Clare Magee (March 31, 1899 – August 7, 1969) was an American lawyer and politician from Missouri who served as a member of the United States House of Representatives from 1949 to 1953.

==Early life and education==
Born on a farm in Putnam County near Livonia, Missouri, Magee graduated from Unionville (Missouri) High School, and attended Kirksville State Teachers College and the University of Missouri. He studied law at the University of Missouri School of Law.

== Career ==
During World War I, Magee served in the United States Navy as a seaman first class and small arms instructor. After the war, he homesteaded in the Bighorn Basin region and worked as a laborer for the United States Reclamation Service in Deaver, Wyoming.

He was admitted to the bar in 1922, and commenced practice in Unionville, Missouri. Magee owned and operated his family's farm beginning in 1932, and was postmaster of Unionville from 1935 to 1941.

Magee joined the Army during World War II and served as a private in the Field Artillery Branch. He was subsequently commissioned as a captain in the United States Army Air Corps, and served until the end of the war.

In 1948 Magee was elected as a Democrat to the Eighty-first Congress. He was reelected in 1950 to the Eighty-second Congress, and he served from January 3, 1949, to January 3, 1953. Magee was not a candidate for renomination in 1952. During his congressional career, he earned recognition for his efforts to extend G.I. Bill benefits to veterans of the Korean War.

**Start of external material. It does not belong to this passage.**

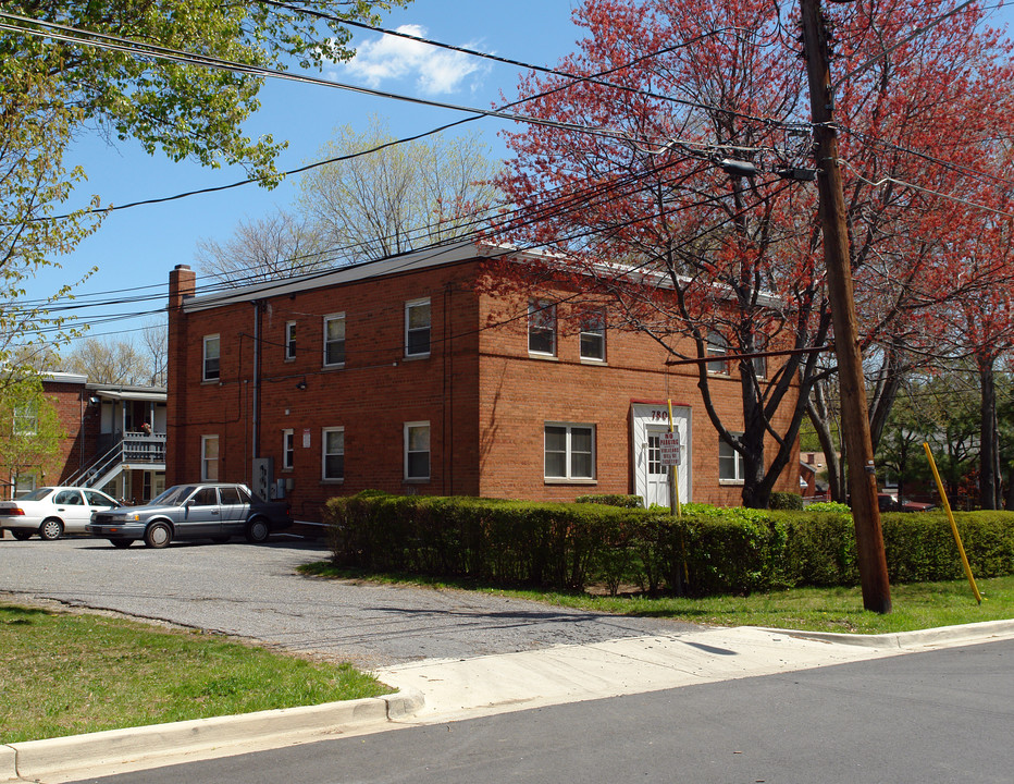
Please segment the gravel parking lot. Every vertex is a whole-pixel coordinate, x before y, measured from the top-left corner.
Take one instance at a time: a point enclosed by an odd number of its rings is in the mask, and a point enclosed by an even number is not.
[[[625,618],[459,590],[302,577],[320,543],[174,543],[116,550],[104,540],[0,540],[0,598],[51,600],[257,640],[371,670],[546,646],[672,634],[685,624]]]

After leaving Congress, Magee resumed the practice of law.

== Personal life ==
In 1941, Magee was charged with in the fatal shooting of his cousin, Charles Magee. He was acquitted on a plea of temporary insanity. Evidence at his trial indicated that Clare shot Charles Magee when Charles was in police custody, and that Charles was distraught because Charles had stabbed Clare's brother, Dr. E. H. Magee.

Magee died in Unionville on August 7, 1969, and was buried at Unionville Cemetery.